Unsupported John-O'Groats to Lands End
A member of 849 Naval Air Squadron who works on the Sea King Mk 7 Full Mission Simulator at Royal Naval Air Station Culdrose has finished Britain’s longest cycle route in an amazing 11 days, unsupported.
Tony Wysocki completed his challenge from Britain’s Northern edge at John O’ Groats to Lands End in Cornwall with only his bike for company and strong motivation to raise as much money as possible for the Marie Curie Cancer Care Charity. Who had supported Tony’s family during his mum’s battle against cancer in 2012. “It’s always been my ambition to ride ‘End to End’”, said Tony. “I’d started planning about 18 month ago, researching other un-supported efforts; I felt it achievable with the plenty of preparation. The right equipment was going to be important and knowing my limitations in terms of distances each day would be crucial.”
“I wanted to cover Scotland in four to five days so planned to make the first part of the journey high mileage; then tapper off the miles in order to give myself less distance each day. Starting at John O’Groats was pretty bleak; I didn’t see any vehicles pass me for the first 20 miles.” Tony continued across the Highlands through spectacular scenery down the Great Glen and Loch Ness in fine weather, before pushing onto Glencoe and along Loch Lomond. But his solo cycling trek was not all plain sailing.
“By day four I was between Paisley to Dumfries. I’d been in the saddle for over eight hours and was quite fatigued and finding it hard to concentrate. I’d decided to use a cycle path about a mile from that days target as the traffic was quite heavy. As I entered the trackway I noticed a lot of mud ahead which I tried to avoid. But as I turned my wheel, it gave way and I flew over the handle bars with force ending up flat on my face. The gear cable snapped and I injured my right elbow and knees, ripping a large hole in my jacket. I struggled the final mile stuck on only one gear, but managed to find a shop that repaired my bike within half an hour. It had been a very long, wet and very uncomfortable day.
Tony’s journey south continued as he rode on through the Lake District which was equally scenic, but he found suburban middle England built up with monotonous towns and cities. In Shropshire he was joined by his nephew Dougie Bruce for about 40 miles near Telford; a very welcome riding partner for half a day. Then the Westcountry loomed; and Devon presenting the toughest part of his adventure in terms of hills, climbs and pretty poor weather.
“As I neared the finish the weather began to deteriorate dramatically. By day 10 I started to recognise a lot more countryside. The forecast was for high winds and rain, then passing Launceston the full force of a storm front hit me. To get past this leg quickly I decided to take a direct route on the A30. Bad choice! After cycling 500 metres trying to push through horizontal winds of over 30 kts and heavy traffic I was defeated and had to walk back off the main road, dejected.
I set off again using my GPS which was having a day off. I ended up down several country roads leading nowhere. This was probably my lowest point of the trip both mentally and physically.
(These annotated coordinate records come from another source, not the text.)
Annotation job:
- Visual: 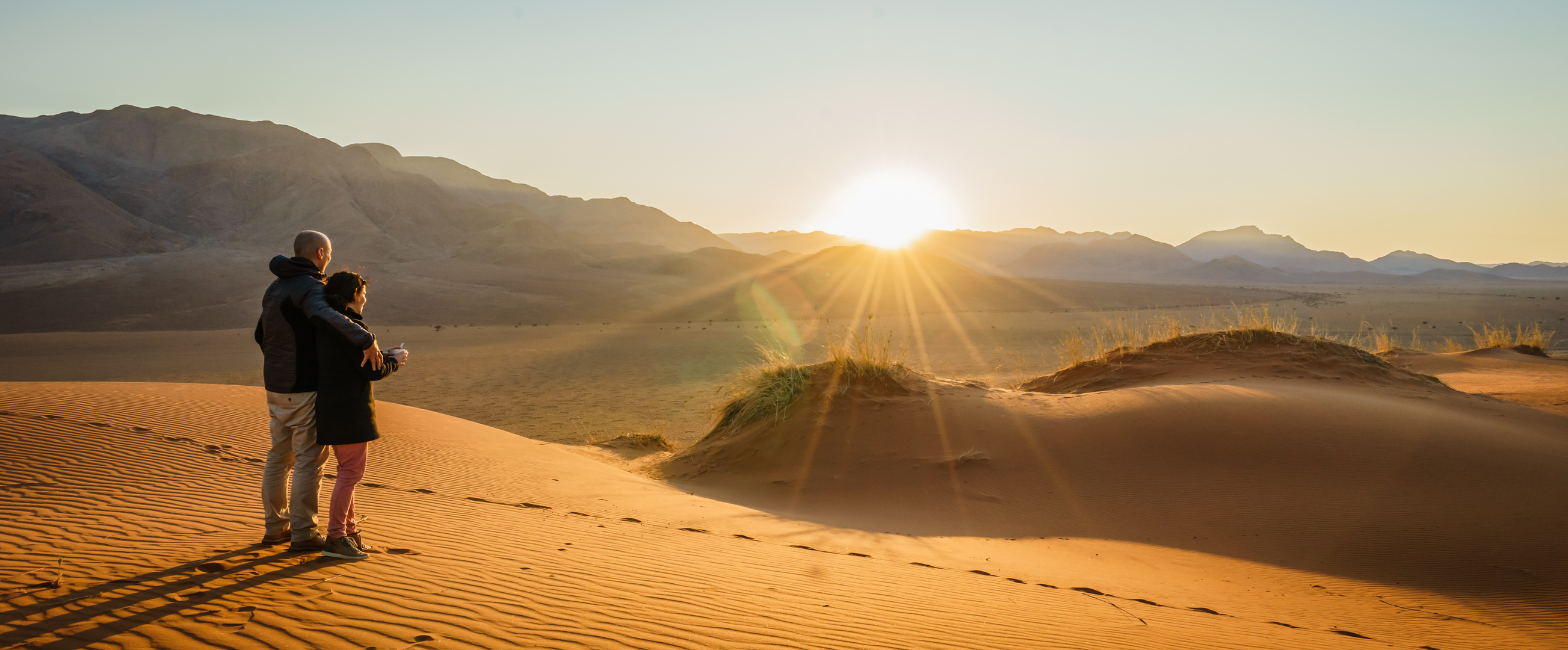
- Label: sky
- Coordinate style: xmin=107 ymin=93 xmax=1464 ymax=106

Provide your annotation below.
xmin=0 ymin=0 xmax=1568 ymax=262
I was at one stage on the outskirts of Liskeard; 15 miles away from my route before finally reaching Bodmin for the last night.”
Tony’s final day in the saddle was not as lonely as many before. He was joined by Andy Hodge who works with him in the Sea King Mission simulator. “We’d planned to arrive at Lands End by mid afternoon where I knew my family were waiting. We arrived on time and with fine weather, where hundreds of tourists were treated to a surprise flypast by an Mk 7 Sea King. It was such a great relief to finish but quite sad it had ended.”
The Challenge had taken Tony 11 days, covered 871 miles with a total climb of over 47,167 feet. Not a single puncture, only a broken gear cable to contend with, got through a tub of Sudocream and consumed 40 Snicker bars.
“I had a great sense of achievement knowing I’d raised over £1400 for the Marie Curie Cancer Care Charity and very privileged to get such a warm welcome by family, friends and work colleagues. If I’d the time I would have loved to take longer on the ride and see some of the amazing places and sights in the UK which I passed. It was a fantastic experience but mentally harder then I’d expected.”